Thursday, 09 February 2023 | 01:00

Oil rose for a third straight day on Wednesday as investors felt more comfortable with risk a day after remarks from the Federal Reserve chairman eased their worries about future interest rate hikes.

Comments from U.S. Federal Reserve Chair Jerome Powell on Tuesday were seen as less hawkish than feared, boosting risk appetite and weighing on the dollar. A weaker U.S. currency makes dollar-denominated oil cheaper for buyers holding other currencies.

“It would appear traders had become a little more defensive on the expectation of a hawkish shift, but Powell refrained from taking the leap,” said Craig Erlam, senior market analyst at brokerage OANDA.

Brent crude rose 82 cents, or 1%, to $84.51 a barrel by 11:07 a.m. EDT (1607 GMT). U.S. West Texas Intermediate (WTI) crude climbed 93 cents, or 1.2%, to $78.08.

Investors hope less aggressive U.S. interest rate increases will help the world’s biggest economy dodge a sharp economic slowdown or recession that would hit oil demand. China’s ending of COVID-19 curbs, meanwhile, is also expected to support demand for fuel.

“A looming oil demand surge together with lacklustre global supply growth will ensure that the oil balance tightens over the coming months,” said Stephen Brennock of oil broker PVM.

On supply, OPEC and its allies, together known as OPEC+, last week decided to keep output curbs in place and an Iranian official on Wednesday said the group is likely to stick with current policy at its next meeting.
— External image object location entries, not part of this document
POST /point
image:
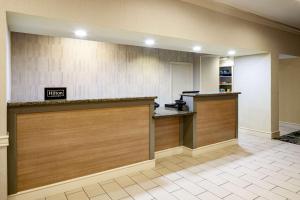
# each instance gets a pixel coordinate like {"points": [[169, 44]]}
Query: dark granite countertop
{"points": [[211, 94], [83, 101], [169, 112]]}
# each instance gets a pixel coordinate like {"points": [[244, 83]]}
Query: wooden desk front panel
{"points": [[216, 119], [57, 146], [167, 132]]}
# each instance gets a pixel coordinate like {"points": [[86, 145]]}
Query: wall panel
{"points": [[89, 69]]}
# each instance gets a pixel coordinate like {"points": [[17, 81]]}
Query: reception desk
{"points": [[53, 141], [170, 126], [215, 121]]}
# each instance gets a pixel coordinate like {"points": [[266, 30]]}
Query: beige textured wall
{"points": [[209, 74], [3, 62], [171, 18], [289, 90], [252, 77], [90, 69]]}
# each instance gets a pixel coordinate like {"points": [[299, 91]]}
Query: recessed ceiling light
{"points": [[149, 42], [197, 48], [231, 52], [80, 33]]}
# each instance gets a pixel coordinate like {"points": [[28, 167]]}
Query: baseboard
{"points": [[4, 140], [169, 152], [63, 186], [259, 133], [290, 125], [254, 132], [212, 147]]}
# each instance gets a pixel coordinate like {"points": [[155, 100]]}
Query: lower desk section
{"points": [[167, 133], [216, 119], [52, 145]]}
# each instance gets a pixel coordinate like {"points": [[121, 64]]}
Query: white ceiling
{"points": [[44, 26], [283, 11]]}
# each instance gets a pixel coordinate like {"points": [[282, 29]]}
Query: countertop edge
{"points": [[82, 101], [213, 94], [156, 116]]}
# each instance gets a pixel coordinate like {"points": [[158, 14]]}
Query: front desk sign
{"points": [[55, 93]]}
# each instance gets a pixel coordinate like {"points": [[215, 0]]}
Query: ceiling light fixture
{"points": [[149, 42], [231, 52], [80, 33], [197, 48]]}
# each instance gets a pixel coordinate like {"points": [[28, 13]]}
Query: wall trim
{"points": [[212, 147], [259, 133], [169, 152], [290, 124], [63, 186], [4, 140], [244, 15]]}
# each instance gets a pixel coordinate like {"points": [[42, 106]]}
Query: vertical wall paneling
{"points": [[90, 69]]}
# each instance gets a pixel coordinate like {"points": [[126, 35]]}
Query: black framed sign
{"points": [[55, 93]]}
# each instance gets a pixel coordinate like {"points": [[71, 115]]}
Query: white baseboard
{"points": [[259, 133], [212, 147], [290, 125], [71, 184], [169, 152], [4, 141]]}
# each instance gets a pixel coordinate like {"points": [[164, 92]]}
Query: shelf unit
{"points": [[226, 74]]}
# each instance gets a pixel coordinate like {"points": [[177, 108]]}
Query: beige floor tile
{"points": [[78, 196], [213, 177], [184, 195], [174, 159], [257, 168], [251, 172], [161, 194], [165, 183], [286, 193], [151, 173], [208, 196], [214, 189], [114, 191], [278, 175], [190, 176], [258, 182], [138, 193], [61, 196], [264, 193], [101, 197], [171, 166], [294, 181], [235, 180], [189, 186], [124, 181], [93, 190], [283, 184], [239, 191], [289, 174], [127, 198], [106, 181], [233, 197], [144, 182], [80, 189], [172, 176]]}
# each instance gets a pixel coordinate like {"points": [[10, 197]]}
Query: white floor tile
{"points": [[239, 191], [264, 193], [189, 186], [138, 193]]}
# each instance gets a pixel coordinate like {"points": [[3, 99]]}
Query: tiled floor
{"points": [[257, 169]]}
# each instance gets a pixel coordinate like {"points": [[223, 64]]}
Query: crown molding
{"points": [[229, 10], [4, 141]]}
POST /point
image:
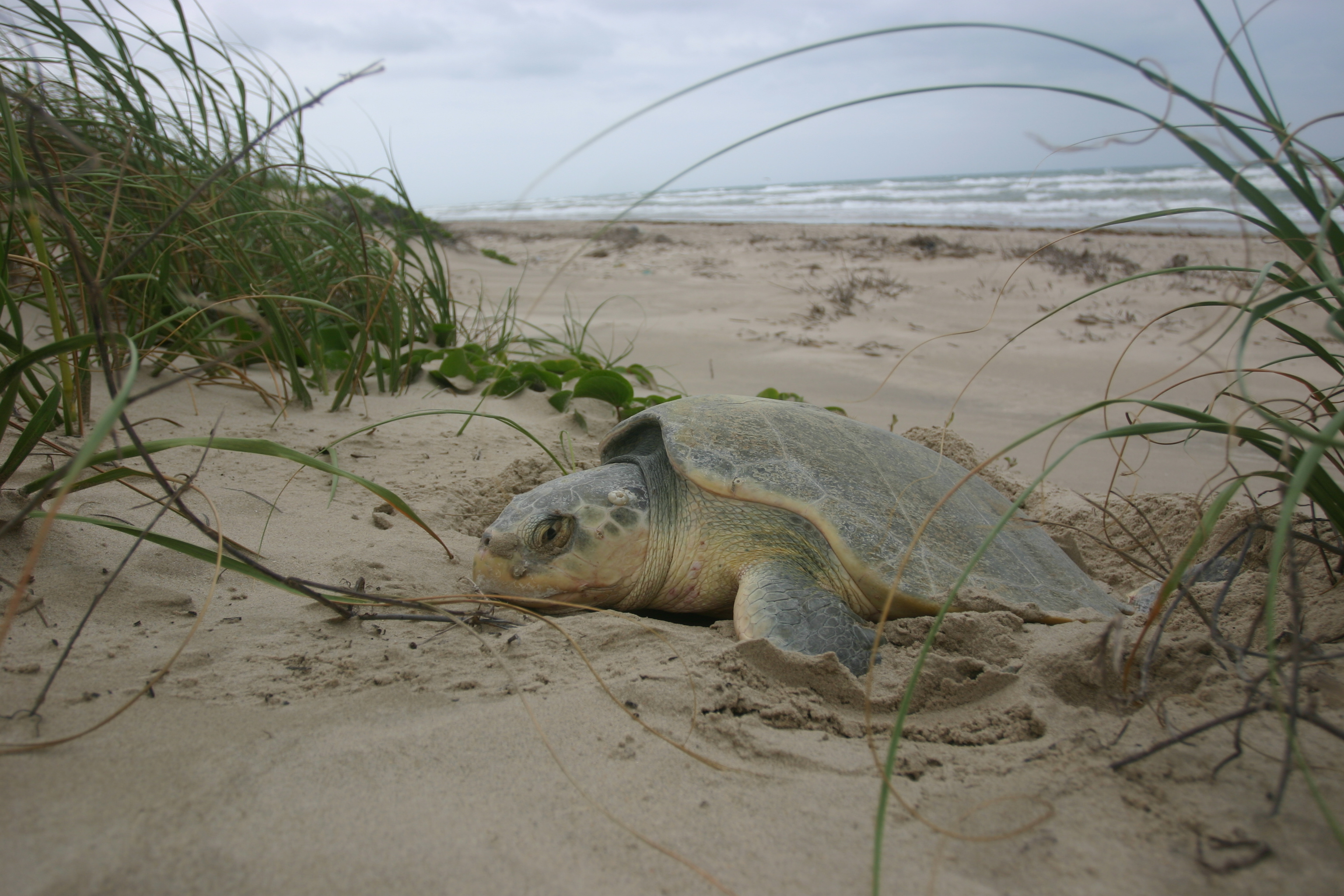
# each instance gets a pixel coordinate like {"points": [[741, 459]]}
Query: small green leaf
{"points": [[456, 364], [605, 386], [444, 334], [562, 366], [484, 373]]}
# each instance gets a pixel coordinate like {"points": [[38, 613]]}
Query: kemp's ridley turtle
{"points": [[787, 518]]}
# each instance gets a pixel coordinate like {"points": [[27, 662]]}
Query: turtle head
{"points": [[581, 539]]}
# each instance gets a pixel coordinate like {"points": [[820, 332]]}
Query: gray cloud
{"points": [[502, 88]]}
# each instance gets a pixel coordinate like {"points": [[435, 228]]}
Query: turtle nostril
{"points": [[500, 545]]}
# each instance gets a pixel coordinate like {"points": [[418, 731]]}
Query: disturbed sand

The earthquake that struck Turkey and Syria on Monday stopped crude oil flows from Iraq and Azerbaijan out of the Turkish port of Ceyhan. BP Azerbaijan has declared force majeure on Azeri crude shipments from the port. Iraq’s pipeline to Ceyhan resumed flows on Tuesday.

Limiting oil’s price gains was U.S. Energy Information Administration data showing U.S. oil production rose last week to the highest since April 2020.

“There are some people out there definitely throwing money at the production side of the business…that was bearish for the market,” said Bob Yawger, director of Energy Futures at Mizuho.

Crude inventories (USOILC=ECI) rose by 2.4 million barrels in the week ended Feb 3 to 455.1 million barrels, compared with analysts’ expectations in a Reuters poll for a 2.5 million-barrel rise.